On this first evening, they provide us with hot soup. Not hot water with a single potato thrown in to give it some body. This soup actually tastes of something, though of what I'm not sure. I sit by myself and marvel at the smell, the texture, and finally the taste of real food. Then I look up and gape at the disciplined manner in which my fellow inmates are lining up to receive their food. There is little pushing or shouting. All are hungry and anxious, but nobody usurps anyone else's position. Is this sheer fatigue, or have the good manners of the old world suddenly reimposed themselves? Darkness is beginning to fall, and the gloom casts a shadow across the camp. The sky, however, is streaked with red. Tomorrow will be a good day. I decide to drag myself to the end of the queue for more soup. Maybe tomorrow there won't be any. I don't know how to stop. At the moment, these men seem to possess an endless supply. In the distance, the soldiers continue to drag bodies towards the mass grave, the legs and arms forming convenient handles.

Papa hated taking us with him to the village near the border where his parents lived. Even as children, we could see that the poverty of his past embarrassed him.

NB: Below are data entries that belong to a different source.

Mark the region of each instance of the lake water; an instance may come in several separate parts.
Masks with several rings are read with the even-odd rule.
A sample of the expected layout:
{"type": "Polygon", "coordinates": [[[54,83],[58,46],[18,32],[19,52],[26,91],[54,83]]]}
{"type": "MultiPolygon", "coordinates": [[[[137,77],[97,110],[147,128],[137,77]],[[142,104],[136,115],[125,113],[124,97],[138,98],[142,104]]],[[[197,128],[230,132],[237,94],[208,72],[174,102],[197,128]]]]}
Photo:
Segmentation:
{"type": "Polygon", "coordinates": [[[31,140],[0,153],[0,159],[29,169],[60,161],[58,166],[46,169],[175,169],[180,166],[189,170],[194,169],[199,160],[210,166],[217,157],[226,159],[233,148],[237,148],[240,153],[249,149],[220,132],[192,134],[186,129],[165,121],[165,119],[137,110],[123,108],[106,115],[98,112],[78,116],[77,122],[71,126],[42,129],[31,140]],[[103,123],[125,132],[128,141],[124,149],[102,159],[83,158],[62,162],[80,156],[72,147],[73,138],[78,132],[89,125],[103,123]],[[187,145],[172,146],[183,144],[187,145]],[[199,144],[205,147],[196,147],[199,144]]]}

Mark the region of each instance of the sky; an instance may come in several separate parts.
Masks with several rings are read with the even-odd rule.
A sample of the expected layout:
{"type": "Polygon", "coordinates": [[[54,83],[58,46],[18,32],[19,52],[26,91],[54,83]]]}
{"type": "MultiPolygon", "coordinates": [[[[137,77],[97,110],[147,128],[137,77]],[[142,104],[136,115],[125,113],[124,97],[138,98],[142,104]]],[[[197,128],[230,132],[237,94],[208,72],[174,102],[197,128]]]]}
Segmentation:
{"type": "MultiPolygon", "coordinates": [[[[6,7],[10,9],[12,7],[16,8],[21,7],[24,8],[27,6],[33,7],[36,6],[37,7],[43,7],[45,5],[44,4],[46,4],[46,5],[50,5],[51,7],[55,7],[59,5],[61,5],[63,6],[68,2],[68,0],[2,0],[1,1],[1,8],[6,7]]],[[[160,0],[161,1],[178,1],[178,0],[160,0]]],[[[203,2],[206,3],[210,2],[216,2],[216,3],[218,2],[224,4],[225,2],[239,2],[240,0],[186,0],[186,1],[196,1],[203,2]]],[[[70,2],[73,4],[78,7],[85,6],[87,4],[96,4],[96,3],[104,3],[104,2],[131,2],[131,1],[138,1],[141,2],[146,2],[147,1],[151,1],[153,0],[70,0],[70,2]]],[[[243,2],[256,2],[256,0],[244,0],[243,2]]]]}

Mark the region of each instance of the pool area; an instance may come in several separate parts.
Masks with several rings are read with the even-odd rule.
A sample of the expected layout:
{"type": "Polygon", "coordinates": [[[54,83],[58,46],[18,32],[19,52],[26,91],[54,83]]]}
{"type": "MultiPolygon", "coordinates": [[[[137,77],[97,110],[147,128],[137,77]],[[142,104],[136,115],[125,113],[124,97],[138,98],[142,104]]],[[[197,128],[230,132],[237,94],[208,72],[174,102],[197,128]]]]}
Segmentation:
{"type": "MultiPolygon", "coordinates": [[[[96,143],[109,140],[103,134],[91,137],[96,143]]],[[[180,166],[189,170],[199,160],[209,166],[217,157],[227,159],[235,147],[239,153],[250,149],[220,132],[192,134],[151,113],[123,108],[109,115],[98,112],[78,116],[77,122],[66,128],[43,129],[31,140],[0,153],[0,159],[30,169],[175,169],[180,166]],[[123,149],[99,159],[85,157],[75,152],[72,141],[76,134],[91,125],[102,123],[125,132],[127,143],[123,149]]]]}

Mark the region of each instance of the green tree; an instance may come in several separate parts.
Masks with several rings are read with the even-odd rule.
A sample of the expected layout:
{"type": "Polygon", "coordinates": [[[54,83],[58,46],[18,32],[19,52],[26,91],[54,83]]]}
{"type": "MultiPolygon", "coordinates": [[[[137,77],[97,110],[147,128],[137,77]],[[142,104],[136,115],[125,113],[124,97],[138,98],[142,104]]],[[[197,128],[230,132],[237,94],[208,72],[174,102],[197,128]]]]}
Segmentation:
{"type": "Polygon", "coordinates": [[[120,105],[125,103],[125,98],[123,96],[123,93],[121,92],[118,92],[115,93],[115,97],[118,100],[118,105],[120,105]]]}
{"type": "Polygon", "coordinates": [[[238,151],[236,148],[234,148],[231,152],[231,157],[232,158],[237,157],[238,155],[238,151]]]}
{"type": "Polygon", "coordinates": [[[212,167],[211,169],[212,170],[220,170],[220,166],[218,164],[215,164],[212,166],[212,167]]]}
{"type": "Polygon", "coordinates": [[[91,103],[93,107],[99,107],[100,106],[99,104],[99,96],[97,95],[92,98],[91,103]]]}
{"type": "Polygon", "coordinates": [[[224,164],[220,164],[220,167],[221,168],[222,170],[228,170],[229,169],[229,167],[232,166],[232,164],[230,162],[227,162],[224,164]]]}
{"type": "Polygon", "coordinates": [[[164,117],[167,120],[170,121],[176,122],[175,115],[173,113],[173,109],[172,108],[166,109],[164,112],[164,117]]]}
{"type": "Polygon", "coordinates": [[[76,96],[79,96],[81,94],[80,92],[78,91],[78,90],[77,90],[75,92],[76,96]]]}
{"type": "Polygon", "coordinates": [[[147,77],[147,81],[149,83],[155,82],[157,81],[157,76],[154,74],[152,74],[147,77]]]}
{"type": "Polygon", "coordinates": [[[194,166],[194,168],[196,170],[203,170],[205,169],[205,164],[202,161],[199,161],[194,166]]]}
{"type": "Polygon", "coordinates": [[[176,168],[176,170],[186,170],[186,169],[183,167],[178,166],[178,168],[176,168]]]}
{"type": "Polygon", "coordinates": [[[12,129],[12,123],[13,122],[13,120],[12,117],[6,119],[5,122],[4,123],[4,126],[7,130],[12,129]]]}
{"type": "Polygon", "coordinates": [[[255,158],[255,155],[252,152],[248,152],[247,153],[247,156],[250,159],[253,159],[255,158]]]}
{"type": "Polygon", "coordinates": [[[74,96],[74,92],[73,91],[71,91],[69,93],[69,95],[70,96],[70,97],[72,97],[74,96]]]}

After all, what was his hard work for, if not to escape from such places and put this peasant life behind him? Some time in mid-afternoon, an impatient Papa would leave his parents' small cottage and stride across to the large oak tree. He would announce that we were returning to the city, but Margot and I would already know this. Long before he reached the oak tree, we would have pulled ourselves to our feet and dusted off our dresses. In the distance, his parents stood framed in the doorway, an anxious smile painted across their faces. Margot and I knew that Papa would have already prepared for our departure by bestowing a gift of money upon his parents; a gift which, I now realize, they would have gladly exchanged for more time with their son and their two granddaughters.